An alternative perspective takes into account the hundreds of opportunities to view a show on cable that originally aired in broadcast prime. Over a typical week or quarter, audiences accumulate to deliver many times the viewership achieved by the same program airing each week in broadcast prime. Combined with a prime time broadcast buy, cable telecasts offer significant opportunities for incremental reach.
"The Big Bang Theory" is a great example.
The show airs in prime on CBS each Thursday evening. During the fourth quarter of 2013, the show had 13prime-time telecasts; the average W25-54 viewer saw four of the 13 telecasts.
During the same 14 week period, more than 300 telecasts of The Big Bang Theory aired on TBS in prime time, dispersed across most days of the week.
Despite each cable telecast delivering about one-sixth the audience of the average broadcast prime telecast, the more than 300 cable telecasts combine to deliver four times as many rating points as the show in broadcast prime.
About 60% of the CBS prime-time audience viewed additional airings of "The Big Bang Theory" on TBS, a very large number of viewers. Beyond that audience, an addition 40% of the TBS audience is new to show, representing incremental reach.
These are big numbers, and they place a different perspective on prime-time programs re-airing on cable.
This pattern extends beyond "The Big Bang Theory" to shows like "Modern Family" and "NCIS" – some of the highest rated shows on television
"Modern Family" airs during prime time on Wednesdays on ABC. The show had 11 prime time telecasts during the fourth quarter of 2013; the average viewer saw about 3.5 telecasts.
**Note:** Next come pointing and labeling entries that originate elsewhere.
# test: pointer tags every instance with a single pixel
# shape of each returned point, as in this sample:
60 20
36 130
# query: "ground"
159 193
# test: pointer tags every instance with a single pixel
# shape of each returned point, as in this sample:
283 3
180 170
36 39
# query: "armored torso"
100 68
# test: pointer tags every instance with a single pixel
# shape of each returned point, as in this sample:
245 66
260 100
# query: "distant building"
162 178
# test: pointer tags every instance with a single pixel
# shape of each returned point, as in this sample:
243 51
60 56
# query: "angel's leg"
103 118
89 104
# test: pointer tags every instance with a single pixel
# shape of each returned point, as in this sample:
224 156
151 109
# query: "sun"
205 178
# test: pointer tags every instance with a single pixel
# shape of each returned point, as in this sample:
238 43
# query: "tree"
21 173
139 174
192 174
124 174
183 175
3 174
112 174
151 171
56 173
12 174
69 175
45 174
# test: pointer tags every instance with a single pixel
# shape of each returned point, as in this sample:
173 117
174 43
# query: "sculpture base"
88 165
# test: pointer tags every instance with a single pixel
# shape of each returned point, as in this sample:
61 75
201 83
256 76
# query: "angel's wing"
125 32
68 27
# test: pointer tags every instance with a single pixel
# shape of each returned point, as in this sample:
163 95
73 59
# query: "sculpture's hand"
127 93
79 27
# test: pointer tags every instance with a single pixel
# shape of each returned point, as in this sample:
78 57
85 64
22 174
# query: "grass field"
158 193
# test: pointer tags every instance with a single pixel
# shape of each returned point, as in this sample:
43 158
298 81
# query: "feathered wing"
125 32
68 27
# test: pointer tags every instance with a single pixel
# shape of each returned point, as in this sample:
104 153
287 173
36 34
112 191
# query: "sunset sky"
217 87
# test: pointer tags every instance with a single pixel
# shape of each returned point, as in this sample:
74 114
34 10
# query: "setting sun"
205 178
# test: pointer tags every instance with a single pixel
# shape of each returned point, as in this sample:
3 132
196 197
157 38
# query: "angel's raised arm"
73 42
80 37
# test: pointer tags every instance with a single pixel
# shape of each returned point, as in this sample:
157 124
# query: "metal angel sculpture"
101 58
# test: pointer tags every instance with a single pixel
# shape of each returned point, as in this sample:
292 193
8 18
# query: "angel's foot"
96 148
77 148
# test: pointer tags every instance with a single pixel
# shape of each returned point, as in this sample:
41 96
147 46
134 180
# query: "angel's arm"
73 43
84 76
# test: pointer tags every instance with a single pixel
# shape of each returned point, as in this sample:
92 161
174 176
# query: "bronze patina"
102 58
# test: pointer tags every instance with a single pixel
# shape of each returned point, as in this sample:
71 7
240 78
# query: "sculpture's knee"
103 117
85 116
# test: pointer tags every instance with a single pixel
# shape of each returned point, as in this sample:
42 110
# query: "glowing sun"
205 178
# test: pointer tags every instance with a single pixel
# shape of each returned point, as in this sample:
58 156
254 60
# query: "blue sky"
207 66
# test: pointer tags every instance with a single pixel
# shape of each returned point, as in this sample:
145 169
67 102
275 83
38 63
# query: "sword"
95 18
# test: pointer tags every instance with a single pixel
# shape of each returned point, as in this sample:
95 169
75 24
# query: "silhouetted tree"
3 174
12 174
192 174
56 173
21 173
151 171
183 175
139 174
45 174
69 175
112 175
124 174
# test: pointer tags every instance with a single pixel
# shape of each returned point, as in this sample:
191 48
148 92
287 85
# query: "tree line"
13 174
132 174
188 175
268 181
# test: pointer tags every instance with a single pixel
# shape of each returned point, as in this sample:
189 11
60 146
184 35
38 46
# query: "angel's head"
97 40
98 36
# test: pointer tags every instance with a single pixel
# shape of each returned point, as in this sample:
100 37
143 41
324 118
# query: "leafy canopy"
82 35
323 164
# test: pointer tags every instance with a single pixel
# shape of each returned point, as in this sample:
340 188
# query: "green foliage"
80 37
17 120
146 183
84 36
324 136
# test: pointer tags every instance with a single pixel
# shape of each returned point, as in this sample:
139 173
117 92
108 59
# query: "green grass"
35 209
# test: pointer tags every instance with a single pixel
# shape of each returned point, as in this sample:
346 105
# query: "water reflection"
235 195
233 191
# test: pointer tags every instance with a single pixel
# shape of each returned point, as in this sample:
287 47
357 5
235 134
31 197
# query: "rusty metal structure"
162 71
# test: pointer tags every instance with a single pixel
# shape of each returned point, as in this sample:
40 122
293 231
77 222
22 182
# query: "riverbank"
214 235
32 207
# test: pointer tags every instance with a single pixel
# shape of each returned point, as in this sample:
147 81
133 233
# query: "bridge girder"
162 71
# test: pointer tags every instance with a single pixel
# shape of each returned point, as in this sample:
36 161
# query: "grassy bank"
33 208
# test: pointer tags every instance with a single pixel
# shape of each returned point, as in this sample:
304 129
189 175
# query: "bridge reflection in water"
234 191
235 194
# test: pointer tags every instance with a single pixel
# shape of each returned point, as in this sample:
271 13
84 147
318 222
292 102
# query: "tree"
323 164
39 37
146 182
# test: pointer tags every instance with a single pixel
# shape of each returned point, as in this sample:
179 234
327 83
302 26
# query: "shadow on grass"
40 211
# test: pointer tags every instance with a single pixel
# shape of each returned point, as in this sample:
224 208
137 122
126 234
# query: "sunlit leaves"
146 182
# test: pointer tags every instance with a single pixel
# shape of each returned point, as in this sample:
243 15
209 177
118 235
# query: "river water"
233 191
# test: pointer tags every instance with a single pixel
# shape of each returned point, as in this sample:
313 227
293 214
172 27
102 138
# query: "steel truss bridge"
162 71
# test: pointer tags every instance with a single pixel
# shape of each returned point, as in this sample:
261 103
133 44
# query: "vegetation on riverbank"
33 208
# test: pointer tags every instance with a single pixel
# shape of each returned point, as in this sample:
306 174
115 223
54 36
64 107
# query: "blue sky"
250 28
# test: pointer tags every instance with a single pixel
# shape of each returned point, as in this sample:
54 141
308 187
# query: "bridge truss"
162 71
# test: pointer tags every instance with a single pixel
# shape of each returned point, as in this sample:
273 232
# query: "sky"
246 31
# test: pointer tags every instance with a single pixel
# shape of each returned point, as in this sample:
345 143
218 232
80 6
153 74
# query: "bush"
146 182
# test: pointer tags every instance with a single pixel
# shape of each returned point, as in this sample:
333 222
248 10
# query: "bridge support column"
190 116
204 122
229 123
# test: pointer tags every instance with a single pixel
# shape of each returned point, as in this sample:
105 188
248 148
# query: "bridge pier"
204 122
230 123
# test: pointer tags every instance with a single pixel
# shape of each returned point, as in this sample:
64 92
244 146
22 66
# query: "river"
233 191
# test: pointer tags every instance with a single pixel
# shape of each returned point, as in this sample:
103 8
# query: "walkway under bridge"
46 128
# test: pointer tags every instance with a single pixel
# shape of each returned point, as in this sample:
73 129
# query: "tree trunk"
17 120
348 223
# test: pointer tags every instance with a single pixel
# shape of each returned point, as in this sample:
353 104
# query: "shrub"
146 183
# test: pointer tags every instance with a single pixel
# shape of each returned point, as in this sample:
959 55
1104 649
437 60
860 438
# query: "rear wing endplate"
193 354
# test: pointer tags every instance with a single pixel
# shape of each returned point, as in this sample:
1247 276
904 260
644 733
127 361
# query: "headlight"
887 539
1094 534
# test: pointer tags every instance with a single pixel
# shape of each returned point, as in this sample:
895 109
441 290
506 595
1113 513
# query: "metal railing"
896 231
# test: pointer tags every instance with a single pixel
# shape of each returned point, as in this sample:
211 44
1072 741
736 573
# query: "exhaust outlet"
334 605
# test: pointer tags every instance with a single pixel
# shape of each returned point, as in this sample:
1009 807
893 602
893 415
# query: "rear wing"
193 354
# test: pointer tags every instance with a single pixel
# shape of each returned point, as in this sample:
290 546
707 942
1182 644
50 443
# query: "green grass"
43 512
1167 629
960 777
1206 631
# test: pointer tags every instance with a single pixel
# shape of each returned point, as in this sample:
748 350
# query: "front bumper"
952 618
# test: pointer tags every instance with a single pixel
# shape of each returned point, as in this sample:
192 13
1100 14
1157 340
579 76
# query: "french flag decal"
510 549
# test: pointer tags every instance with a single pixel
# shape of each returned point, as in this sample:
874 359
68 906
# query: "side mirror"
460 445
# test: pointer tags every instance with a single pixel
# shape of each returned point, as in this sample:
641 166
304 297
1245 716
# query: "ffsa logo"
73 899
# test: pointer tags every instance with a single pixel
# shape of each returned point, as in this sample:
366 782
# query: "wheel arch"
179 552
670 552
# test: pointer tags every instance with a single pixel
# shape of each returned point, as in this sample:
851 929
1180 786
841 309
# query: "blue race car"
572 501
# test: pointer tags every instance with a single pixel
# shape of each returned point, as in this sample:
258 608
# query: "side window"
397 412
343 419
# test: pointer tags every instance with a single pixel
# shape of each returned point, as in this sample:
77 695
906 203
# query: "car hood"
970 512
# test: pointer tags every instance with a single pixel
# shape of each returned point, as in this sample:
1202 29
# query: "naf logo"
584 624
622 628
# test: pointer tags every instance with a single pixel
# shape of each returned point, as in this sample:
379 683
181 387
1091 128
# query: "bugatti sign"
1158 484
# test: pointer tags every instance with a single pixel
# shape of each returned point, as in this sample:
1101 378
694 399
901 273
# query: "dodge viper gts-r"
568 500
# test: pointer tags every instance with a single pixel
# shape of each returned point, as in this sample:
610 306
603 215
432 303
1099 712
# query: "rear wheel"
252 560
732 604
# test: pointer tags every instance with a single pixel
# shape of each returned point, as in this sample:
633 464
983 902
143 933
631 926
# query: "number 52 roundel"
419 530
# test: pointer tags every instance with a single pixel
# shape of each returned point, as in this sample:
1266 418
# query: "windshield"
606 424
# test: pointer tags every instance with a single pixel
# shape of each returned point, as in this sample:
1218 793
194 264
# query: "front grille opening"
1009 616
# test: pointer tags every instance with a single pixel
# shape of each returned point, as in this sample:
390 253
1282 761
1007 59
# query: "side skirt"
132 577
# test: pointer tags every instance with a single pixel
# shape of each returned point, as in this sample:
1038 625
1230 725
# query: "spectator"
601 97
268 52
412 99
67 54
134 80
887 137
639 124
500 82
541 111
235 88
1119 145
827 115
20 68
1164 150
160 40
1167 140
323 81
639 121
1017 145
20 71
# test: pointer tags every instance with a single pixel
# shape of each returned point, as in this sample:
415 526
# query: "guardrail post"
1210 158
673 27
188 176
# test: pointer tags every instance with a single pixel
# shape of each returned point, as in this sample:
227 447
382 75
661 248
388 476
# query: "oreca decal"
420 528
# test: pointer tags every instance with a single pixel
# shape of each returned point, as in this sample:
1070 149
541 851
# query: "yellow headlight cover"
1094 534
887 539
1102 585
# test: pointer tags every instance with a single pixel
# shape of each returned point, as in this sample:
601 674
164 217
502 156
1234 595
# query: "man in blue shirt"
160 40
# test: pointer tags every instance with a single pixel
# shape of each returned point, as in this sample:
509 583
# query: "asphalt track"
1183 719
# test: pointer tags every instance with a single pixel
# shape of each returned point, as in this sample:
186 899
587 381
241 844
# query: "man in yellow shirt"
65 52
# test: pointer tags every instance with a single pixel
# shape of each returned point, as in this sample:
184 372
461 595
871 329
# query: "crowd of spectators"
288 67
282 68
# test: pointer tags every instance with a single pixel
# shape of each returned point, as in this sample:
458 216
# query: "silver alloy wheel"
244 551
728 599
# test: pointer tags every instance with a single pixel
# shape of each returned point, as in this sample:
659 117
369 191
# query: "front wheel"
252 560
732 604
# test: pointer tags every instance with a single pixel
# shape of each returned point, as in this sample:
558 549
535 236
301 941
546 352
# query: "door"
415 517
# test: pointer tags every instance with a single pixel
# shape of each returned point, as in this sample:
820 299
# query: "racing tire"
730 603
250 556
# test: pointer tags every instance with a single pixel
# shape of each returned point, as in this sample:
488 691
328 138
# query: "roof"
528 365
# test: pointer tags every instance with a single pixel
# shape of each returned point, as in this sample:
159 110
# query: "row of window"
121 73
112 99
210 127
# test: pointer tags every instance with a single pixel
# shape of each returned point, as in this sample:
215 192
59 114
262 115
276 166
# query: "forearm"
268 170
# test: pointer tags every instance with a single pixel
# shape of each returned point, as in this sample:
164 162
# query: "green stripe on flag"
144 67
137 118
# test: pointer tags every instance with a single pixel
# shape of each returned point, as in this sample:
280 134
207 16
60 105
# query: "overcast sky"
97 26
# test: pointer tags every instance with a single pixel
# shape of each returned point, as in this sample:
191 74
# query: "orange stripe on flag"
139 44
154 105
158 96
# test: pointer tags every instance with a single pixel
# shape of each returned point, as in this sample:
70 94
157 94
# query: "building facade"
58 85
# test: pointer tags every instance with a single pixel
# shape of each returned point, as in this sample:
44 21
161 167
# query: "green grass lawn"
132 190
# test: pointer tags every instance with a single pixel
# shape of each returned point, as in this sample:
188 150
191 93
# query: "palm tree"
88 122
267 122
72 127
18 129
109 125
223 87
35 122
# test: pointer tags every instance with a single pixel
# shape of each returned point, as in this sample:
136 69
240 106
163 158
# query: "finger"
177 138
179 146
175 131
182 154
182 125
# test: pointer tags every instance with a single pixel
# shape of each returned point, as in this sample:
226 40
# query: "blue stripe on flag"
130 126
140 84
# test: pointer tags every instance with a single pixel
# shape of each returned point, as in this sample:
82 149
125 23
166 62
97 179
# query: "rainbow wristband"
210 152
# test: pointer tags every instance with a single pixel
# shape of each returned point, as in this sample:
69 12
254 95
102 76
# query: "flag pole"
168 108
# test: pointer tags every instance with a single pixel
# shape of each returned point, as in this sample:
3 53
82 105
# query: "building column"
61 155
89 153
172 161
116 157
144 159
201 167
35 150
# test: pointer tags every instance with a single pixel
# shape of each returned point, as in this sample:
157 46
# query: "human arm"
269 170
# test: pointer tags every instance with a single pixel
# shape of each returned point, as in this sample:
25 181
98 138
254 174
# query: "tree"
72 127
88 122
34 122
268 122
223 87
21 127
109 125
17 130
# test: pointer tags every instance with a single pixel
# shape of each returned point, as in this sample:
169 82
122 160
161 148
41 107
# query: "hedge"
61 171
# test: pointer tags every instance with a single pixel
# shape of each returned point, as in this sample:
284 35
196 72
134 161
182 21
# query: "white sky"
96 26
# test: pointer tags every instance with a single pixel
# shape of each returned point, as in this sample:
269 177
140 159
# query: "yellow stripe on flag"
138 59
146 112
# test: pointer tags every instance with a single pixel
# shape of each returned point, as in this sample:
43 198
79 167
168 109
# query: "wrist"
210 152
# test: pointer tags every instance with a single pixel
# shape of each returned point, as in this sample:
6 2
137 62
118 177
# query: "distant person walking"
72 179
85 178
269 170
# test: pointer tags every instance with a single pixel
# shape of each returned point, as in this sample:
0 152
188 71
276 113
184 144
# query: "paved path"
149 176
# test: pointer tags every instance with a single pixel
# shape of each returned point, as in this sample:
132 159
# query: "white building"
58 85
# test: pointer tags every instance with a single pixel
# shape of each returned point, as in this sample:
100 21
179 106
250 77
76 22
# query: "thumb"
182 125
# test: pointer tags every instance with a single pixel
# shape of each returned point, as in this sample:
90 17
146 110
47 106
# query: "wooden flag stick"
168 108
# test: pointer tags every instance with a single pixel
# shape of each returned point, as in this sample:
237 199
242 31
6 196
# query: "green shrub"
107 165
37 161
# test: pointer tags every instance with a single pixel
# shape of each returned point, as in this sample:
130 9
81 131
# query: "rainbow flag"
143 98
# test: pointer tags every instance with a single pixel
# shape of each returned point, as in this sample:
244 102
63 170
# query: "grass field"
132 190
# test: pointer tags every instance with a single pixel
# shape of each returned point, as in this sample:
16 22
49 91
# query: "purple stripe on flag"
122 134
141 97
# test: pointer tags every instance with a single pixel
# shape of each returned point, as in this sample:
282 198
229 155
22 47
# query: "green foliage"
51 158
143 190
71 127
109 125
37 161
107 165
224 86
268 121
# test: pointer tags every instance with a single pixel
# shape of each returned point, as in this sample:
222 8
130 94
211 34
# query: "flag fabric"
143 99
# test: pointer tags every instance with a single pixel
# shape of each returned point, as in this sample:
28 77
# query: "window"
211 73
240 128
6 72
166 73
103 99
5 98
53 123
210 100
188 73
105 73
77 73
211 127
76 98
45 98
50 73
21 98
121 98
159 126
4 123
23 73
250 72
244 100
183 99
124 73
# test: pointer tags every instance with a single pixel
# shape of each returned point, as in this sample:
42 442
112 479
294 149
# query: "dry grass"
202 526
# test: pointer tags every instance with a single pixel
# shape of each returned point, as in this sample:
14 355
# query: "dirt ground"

During the same quarter, the show aired on the USA network on approximately 450 different occasions, during prime time dispersed across Tuesdays, Fridays and Saturdays.
Despite each cable telecast delivering about one-seventh the audience of the usual broadcast prime telecast, the 450 or so telecasts combined to deliver about five times as many rating points as the average broadcast prime showing.
About half of the ABC prime time W25-54 audience viewed additional airings of "Modern Family" on USA – again, a large number of viewers. Beyond that audience, about 60% of the USA audience is new to "Modern Family" and represents incremental reach for the show.
And finally, "NCIS." The show airs during prime time on CBS each Tuesday evening. Over Q4 2013, "NCIS" had 12 prime time telecasts; the average viewer saw about four telecasts of the twelve. Over the same time period, viewers had about 350 opportunities to view the program on USA — Mondays, Wednesdays and Saturdays — dispersed across day and early fringe dayparts.
Despite each cable telecast delivering about one-tenth the audience of the usual broadcast prime time telecast, the 350 or so telecasts combined to deliver about three times as many rating points as the average broadcast prime showing.
About 40% of the CBS prime time W25-54 audience viewed additional airings of NCIS on USA – still, a large number of viewers. And beyond that audience, forty percent of the USA audience is new to NCIS, representing incremental reach for the show.
We have seen three cases that lend insight into reasons that television optimizers tend to suggest a mix of broadcast prime and large amounts of run-of-schedule cable. Despite the very low ratings per telecast within cable, highly dispersed schedules offer the opportunity to build unique reach — a fraction of a rating point at a time. And, as optimizers bear out, the benefits of a combined broadcast and cable schedule are magnified when considering cable cost efficiencies.